Suggs v. Sapp

20 Ga. 100 | Ga. | 1856

By the Court.

Benning, J.

delivering the opinion.

Were the negroes levied on subject to the levy? This is the sole question.

A legacy does not vest in the legatee until the executor has assented to it, or, at least, until the time has come when he ought to assent to it; and that time does not come until it is seen with reasonable certainty, that he will not need the legacy to enable him to pay claims of a higher rank than the claim of a legatee. This is a general principal of law.

And until property has vested in a person, it is not subject to be seized and sold for his debts.

Had the executors, at the time of the levy, assented to Neal A. Sapp’s legacy in the negroes levied on? There is no pretence that they had. Had the time come when all higher claims on the negroes than Sapp’s, as legatee, had ceased to exist ? It had not; for it appears that debts to the amount of over three thousand dollars still existed against the executors, and that the will, itself, required the executors to hire out the negroes bequeathed in it to raise money with which to pay those debts. The legacy of Sapp was an undivided fourth of these negroes. It was these negroes, or a part of them, that were levied on. Therefore, the time had not come, when all higher claims upon the negroes had ceased to exist, and when, therefore, it was the duty of the executors to assent to Sapp’s legacy in the negroes. (See Colbert vs. Fox, 99 Dud. Rep.; Blake vs. Irving, 3 Kelly, 366; Bell vs. Bell, 1 Kelly, 367.)
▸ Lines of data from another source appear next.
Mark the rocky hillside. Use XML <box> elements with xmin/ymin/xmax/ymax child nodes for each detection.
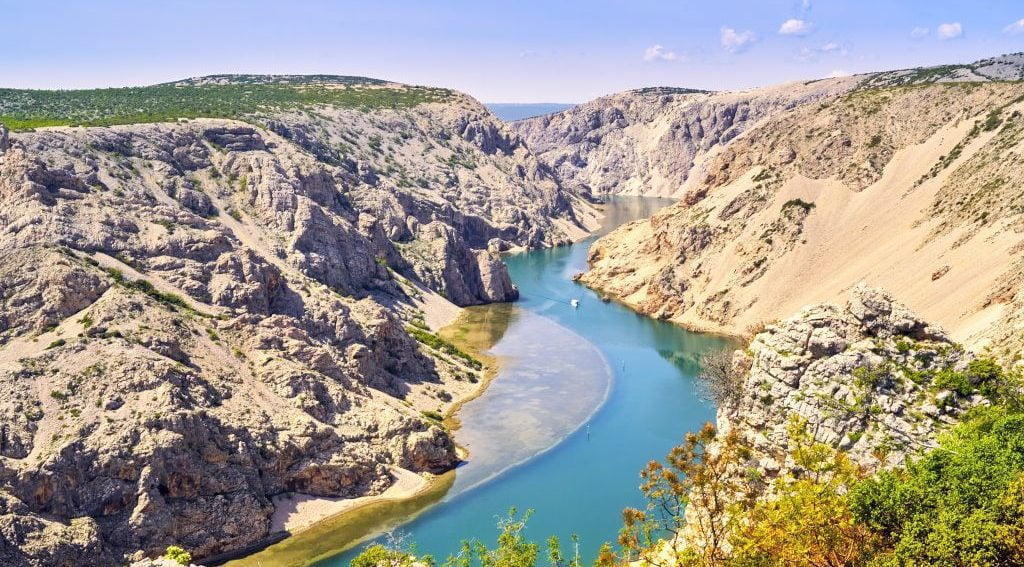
<box><xmin>514</xmin><ymin>52</ymin><xmax>1024</xmax><ymax>200</ymax></box>
<box><xmin>673</xmin><ymin>285</ymin><xmax>1009</xmax><ymax>563</ymax></box>
<box><xmin>560</xmin><ymin>55</ymin><xmax>1024</xmax><ymax>359</ymax></box>
<box><xmin>0</xmin><ymin>76</ymin><xmax>595</xmax><ymax>565</ymax></box>
<box><xmin>512</xmin><ymin>81</ymin><xmax>860</xmax><ymax>198</ymax></box>
<box><xmin>716</xmin><ymin>285</ymin><xmax>982</xmax><ymax>481</ymax></box>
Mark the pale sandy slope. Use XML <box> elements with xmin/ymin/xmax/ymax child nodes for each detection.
<box><xmin>581</xmin><ymin>82</ymin><xmax>1024</xmax><ymax>355</ymax></box>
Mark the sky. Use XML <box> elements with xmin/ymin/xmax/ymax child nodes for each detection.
<box><xmin>2</xmin><ymin>1</ymin><xmax>1023</xmax><ymax>103</ymax></box>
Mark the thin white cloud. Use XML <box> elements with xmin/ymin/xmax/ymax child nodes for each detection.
<box><xmin>798</xmin><ymin>42</ymin><xmax>848</xmax><ymax>61</ymax></box>
<box><xmin>801</xmin><ymin>0</ymin><xmax>812</xmax><ymax>9</ymax></box>
<box><xmin>779</xmin><ymin>18</ymin><xmax>813</xmax><ymax>36</ymax></box>
<box><xmin>1005</xmin><ymin>19</ymin><xmax>1024</xmax><ymax>35</ymax></box>
<box><xmin>910</xmin><ymin>26</ymin><xmax>929</xmax><ymax>39</ymax></box>
<box><xmin>643</xmin><ymin>44</ymin><xmax>680</xmax><ymax>62</ymax></box>
<box><xmin>937</xmin><ymin>22</ymin><xmax>963</xmax><ymax>40</ymax></box>
<box><xmin>721</xmin><ymin>27</ymin><xmax>757</xmax><ymax>53</ymax></box>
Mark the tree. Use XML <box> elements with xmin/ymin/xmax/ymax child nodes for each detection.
<box><xmin>444</xmin><ymin>509</ymin><xmax>539</xmax><ymax>567</ymax></box>
<box><xmin>546</xmin><ymin>534</ymin><xmax>582</xmax><ymax>567</ymax></box>
<box><xmin>351</xmin><ymin>532</ymin><xmax>421</xmax><ymax>567</ymax></box>
<box><xmin>849</xmin><ymin>407</ymin><xmax>1024</xmax><ymax>566</ymax></box>
<box><xmin>727</xmin><ymin>421</ymin><xmax>880</xmax><ymax>567</ymax></box>
<box><xmin>351</xmin><ymin>544</ymin><xmax>417</xmax><ymax>567</ymax></box>
<box><xmin>696</xmin><ymin>350</ymin><xmax>747</xmax><ymax>407</ymax></box>
<box><xmin>599</xmin><ymin>422</ymin><xmax>757</xmax><ymax>567</ymax></box>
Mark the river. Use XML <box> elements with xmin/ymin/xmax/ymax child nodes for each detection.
<box><xmin>236</xmin><ymin>197</ymin><xmax>734</xmax><ymax>566</ymax></box>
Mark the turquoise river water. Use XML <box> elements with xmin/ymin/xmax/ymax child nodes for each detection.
<box><xmin>250</xmin><ymin>197</ymin><xmax>734</xmax><ymax>565</ymax></box>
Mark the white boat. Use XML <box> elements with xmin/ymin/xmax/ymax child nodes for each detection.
<box><xmin>570</xmin><ymin>299</ymin><xmax>580</xmax><ymax>308</ymax></box>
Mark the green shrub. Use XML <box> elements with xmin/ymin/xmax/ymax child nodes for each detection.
<box><xmin>849</xmin><ymin>407</ymin><xmax>1024</xmax><ymax>565</ymax></box>
<box><xmin>78</xmin><ymin>313</ymin><xmax>94</xmax><ymax>329</ymax></box>
<box><xmin>421</xmin><ymin>410</ymin><xmax>444</xmax><ymax>422</ymax></box>
<box><xmin>983</xmin><ymin>110</ymin><xmax>1003</xmax><ymax>132</ymax></box>
<box><xmin>0</xmin><ymin>79</ymin><xmax>451</xmax><ymax>131</ymax></box>
<box><xmin>351</xmin><ymin>544</ymin><xmax>414</xmax><ymax>567</ymax></box>
<box><xmin>163</xmin><ymin>545</ymin><xmax>192</xmax><ymax>566</ymax></box>
<box><xmin>104</xmin><ymin>268</ymin><xmax>189</xmax><ymax>310</ymax></box>
<box><xmin>782</xmin><ymin>198</ymin><xmax>815</xmax><ymax>212</ymax></box>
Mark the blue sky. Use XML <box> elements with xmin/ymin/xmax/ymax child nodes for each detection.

The interest that a partner or tenant’in common, or other such tenant has, is a vested interest. In this, it differs from .such an interest as that of Neal A. Sapp; and that it is sub*102ject to seizure and sale for the debts of the partner or tenant, (as the case may be,) is because it is a vested interest.

We think, therefore, that the judgment of the Court below was right.